Image of JonathanGilligan

Jonathan Gilligan

Associate Professor of Earth and Environmental Sciences

Expert on the impact of human behavior and public policy on climate, with a focus on how small changes add up to make big differences.

Biography

Jonathan M Gilligan is Associate Professor of Earth and Environmental Sciences and Associate Professor of Civil and Environmental Engineering at Vanderbilt University. He is Associate Director for Research at the Vanderbilt Climate Change Research Network, a member of the Vanderbilt Institute for Energy and Environment, the Vanderbilt Initiative for Smart-city Operations Research and a founding member of the Erdős Institute for Collaboration, Innovation, and Entrepreneurship. In 2017, Gilligan and Michael Vandenbergh received the Morrison Prize, awarded by the program in Law and Sustainability at Arizona State University to the highest-impact paper on sustainability law and policy published in the previous year. He is the author of one book and over 86 scholarly articles. He is also co-author, with Carol Gilligan, of the play “The Scarlet Letter” and the libretto for the opera “Pearl.”

Media Appearances

  • Tips to make laundry day more gentle on the environment

    But it’s getting easier to clean your clothes while staying green. “You do have to wash your clothes, but you can do a very good job of minimizing the impact,” says Jonathan Gilligan, an associate professor of earth and environmental sciences at Vanderbilt University who has studied the effects of individual actions on greenhouse gas emissions. Although one consumer’s decision to switch to a more efficient washer isn’t going to counter the cumulative effects of major industries on its own, he says “it can have an effect.” Individual actions add up.

    May 18th, 2021

  • This past winter in Nashville was unusually warm and rainy. And it looks like spring will be, too.
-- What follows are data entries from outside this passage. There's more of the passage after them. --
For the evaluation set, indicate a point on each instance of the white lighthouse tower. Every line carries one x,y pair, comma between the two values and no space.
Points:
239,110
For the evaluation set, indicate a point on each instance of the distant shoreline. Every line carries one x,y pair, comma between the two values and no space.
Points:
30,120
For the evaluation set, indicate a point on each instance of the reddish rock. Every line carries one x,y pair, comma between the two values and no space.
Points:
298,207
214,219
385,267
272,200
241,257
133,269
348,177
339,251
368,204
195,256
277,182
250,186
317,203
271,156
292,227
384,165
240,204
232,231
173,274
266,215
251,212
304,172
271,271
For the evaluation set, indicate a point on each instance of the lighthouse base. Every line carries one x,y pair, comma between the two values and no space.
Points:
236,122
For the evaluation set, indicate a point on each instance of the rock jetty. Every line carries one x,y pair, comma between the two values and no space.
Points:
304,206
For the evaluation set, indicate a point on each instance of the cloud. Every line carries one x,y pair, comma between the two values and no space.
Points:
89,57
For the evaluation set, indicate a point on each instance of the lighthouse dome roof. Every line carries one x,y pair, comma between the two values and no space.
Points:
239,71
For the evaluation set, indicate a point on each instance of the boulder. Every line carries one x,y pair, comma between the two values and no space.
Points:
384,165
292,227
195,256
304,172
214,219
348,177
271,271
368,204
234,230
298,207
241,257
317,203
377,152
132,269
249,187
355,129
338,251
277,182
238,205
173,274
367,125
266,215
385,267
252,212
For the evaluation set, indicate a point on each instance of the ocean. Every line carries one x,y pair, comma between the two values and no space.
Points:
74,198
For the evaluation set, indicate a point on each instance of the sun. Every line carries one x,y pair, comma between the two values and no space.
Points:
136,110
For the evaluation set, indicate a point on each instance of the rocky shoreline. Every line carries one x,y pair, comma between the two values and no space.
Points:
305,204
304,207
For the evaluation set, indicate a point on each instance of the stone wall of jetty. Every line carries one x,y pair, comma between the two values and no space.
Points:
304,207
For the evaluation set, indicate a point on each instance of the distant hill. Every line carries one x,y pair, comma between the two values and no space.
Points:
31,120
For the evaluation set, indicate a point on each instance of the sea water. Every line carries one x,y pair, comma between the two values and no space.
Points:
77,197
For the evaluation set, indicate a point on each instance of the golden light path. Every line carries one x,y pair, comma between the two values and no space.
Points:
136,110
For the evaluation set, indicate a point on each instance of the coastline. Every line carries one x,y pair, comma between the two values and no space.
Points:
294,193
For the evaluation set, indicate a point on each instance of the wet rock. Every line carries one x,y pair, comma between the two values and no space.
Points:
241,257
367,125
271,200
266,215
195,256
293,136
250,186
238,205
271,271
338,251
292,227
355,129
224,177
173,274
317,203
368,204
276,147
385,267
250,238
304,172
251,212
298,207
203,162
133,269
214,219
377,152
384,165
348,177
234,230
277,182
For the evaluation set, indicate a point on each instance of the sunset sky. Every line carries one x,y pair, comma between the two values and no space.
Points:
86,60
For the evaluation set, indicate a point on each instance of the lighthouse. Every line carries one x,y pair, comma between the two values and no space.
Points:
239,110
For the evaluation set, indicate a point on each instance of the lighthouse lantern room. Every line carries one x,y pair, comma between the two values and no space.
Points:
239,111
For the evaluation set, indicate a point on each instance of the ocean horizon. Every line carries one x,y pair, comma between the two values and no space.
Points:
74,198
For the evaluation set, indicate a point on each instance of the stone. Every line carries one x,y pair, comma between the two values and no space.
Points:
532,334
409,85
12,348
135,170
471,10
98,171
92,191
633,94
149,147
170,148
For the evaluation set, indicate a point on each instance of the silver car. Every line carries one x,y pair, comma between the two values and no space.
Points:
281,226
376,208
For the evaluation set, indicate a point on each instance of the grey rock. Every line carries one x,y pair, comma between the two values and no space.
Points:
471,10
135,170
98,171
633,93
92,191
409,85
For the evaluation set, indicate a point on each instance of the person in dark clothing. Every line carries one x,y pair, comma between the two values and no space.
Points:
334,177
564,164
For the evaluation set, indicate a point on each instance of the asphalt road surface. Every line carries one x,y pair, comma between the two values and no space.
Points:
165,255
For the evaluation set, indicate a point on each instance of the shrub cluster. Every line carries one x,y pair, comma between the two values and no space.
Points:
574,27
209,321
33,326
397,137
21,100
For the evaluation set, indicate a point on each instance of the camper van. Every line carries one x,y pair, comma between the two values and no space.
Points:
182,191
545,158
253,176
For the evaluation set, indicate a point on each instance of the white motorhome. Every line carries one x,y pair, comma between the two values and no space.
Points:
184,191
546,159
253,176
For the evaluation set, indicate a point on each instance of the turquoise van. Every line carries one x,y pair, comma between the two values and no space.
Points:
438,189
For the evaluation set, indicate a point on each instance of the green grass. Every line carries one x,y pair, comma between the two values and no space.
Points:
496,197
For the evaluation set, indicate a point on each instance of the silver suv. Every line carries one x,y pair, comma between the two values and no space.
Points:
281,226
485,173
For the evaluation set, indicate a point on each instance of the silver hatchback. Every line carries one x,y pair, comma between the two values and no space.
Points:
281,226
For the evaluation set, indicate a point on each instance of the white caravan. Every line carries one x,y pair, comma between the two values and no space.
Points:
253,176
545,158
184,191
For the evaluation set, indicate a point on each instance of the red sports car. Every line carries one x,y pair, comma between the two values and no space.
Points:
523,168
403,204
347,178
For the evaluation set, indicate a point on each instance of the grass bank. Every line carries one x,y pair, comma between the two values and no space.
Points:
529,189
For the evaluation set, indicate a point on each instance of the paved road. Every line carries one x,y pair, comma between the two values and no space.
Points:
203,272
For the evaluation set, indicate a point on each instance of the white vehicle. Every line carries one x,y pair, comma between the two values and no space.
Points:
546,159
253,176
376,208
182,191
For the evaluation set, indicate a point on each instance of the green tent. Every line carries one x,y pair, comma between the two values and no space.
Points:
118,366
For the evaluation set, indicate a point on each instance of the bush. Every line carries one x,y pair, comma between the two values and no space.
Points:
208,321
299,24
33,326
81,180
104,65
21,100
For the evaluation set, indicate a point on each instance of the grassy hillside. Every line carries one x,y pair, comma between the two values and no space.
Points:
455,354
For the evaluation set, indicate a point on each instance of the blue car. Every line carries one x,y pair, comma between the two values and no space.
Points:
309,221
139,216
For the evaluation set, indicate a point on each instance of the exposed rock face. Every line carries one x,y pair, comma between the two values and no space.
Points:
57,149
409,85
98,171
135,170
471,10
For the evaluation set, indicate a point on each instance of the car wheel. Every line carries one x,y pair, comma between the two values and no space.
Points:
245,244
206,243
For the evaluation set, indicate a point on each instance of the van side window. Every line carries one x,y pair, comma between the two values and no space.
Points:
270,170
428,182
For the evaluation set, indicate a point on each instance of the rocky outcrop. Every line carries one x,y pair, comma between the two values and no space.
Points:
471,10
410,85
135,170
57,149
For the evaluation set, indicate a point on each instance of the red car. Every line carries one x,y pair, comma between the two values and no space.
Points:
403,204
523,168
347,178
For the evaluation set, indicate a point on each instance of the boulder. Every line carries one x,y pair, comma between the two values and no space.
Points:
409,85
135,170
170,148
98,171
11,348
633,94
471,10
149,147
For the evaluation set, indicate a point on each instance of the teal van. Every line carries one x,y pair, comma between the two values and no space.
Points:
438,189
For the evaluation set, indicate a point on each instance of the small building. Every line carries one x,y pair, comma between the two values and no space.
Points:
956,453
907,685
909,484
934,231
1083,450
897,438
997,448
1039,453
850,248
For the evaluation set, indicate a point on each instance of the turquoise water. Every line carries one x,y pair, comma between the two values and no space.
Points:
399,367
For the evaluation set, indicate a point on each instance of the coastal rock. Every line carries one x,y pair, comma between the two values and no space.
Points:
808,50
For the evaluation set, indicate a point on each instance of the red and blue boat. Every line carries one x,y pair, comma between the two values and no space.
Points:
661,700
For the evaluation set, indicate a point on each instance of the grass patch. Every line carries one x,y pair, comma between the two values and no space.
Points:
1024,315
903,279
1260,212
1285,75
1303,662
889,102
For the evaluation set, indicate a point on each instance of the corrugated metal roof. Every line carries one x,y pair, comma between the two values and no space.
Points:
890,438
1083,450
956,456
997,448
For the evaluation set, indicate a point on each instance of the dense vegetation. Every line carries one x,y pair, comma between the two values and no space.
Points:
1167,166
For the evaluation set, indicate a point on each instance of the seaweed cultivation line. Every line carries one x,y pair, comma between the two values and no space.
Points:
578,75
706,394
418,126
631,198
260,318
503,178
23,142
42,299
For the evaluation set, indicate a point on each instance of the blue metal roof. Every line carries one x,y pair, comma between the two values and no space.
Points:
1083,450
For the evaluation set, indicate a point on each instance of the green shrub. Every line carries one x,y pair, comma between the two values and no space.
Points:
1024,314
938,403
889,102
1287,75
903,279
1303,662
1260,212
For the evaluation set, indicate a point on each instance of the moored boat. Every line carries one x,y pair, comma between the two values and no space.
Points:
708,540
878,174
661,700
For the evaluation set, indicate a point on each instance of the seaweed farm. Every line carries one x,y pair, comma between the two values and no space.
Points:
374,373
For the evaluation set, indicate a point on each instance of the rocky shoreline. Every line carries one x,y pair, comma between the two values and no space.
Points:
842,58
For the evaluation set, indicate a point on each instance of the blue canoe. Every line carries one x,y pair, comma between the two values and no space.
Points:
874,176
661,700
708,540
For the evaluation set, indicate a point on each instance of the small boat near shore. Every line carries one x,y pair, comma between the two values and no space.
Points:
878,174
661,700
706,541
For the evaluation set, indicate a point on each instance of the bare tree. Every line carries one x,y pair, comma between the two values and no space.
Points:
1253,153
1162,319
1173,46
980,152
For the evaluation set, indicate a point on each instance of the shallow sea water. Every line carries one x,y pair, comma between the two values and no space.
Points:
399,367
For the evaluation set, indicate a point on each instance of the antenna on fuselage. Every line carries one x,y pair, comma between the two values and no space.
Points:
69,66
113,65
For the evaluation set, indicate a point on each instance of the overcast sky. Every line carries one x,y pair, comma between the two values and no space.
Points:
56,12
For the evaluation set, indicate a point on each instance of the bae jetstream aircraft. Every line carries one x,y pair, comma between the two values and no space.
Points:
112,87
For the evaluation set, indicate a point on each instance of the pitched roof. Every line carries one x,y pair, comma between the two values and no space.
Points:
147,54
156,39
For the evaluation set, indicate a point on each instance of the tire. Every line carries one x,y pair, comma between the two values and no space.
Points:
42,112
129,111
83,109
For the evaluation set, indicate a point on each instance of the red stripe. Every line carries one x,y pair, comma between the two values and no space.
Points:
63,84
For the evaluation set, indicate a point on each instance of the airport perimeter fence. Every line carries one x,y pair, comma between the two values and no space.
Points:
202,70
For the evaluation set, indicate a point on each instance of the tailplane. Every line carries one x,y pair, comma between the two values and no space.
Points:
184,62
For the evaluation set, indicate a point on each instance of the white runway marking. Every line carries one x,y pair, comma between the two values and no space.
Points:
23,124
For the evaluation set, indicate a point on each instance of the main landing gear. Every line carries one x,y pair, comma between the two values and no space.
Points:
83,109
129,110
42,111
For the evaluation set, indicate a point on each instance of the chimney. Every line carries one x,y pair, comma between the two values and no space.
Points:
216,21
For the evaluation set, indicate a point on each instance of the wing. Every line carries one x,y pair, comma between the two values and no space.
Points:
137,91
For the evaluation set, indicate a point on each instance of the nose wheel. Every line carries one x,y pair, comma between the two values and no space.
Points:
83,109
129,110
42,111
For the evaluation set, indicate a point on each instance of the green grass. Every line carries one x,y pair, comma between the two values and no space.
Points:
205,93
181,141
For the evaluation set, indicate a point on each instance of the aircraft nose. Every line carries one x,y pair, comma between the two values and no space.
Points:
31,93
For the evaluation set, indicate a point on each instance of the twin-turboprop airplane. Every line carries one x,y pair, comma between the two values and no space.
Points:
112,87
    "Winters have gotten so warm in the last 20 or so years that people forget. Weather that wouldn't have been remarkably cold 30 or 40 years ago seems extraordinarily cold today," said Jonathan Gilligan, associate professor of earth and environmental sciences at Vanderbilt University.

    March 19th, 2019

  • Sewage, storms and public health: How aging infrastructure hurts small Tennessee towns

    Studies show there is “high confidence that extreme rainfall has become more common over North America and the United States," said Jonathan Gilligan, professor in the Department of Earth and Environmental Sciences at Vanderbilt. Scientists have "medium confidence that the change is because of human influence on climate,” he added.

    October 10th, 2018

  • This is why Nashville's transit plan, as proposed, is the only option

    Some have suggested that the “Let’s Move Nashville” plan, on the Metro ballot May 1, is deficient because it relies too heavily on mass transit and won’t reduce traffic congestion. We are confident that the plan can reduce congestion and, what’s more, provide multiple convenient, affordable transportation options for everyone who needs them. Expanding the system’s total capacity with light rail corridors will improve the quality of life for current and future residents who desire development that’s also pedestrian-oriented, not auto-centric.

    March 24th, 2018

  • Faced with government inaction, private firms emerge as major players in climate change mitigation

    In a thoughtful and far-ranging new book, Michael P. Vandenbergh and Jonathan M. Gilligan turn that view upside down. Both from Vanderbilt University—Vandenbergh a lawyer and Gilligan a professor of civil and environmental engineering—the authors help explain why firms from Coca-Cola to UPS are motivated to be leaders in cutting emissions. That leadership helped pave the road to the Paris Agreement and has been a growing source of political support for the accord even as the Trump Administration has announced that the United States will pull out.

    December 18th, 2017

  • Government action isn’t enough for climate change. The private sector can cut billions of tons of carbon

    With President Trump’s announcement to pull the United States out of the Paris Agreement, many other countries around the world – and cities and states within the U.S. – are stepping up their commitments to address climate change. But one thing is clear: Even if all the remaining participating nations do their part, governments alone can’t substantially reduce the risk of catastrophic climate change.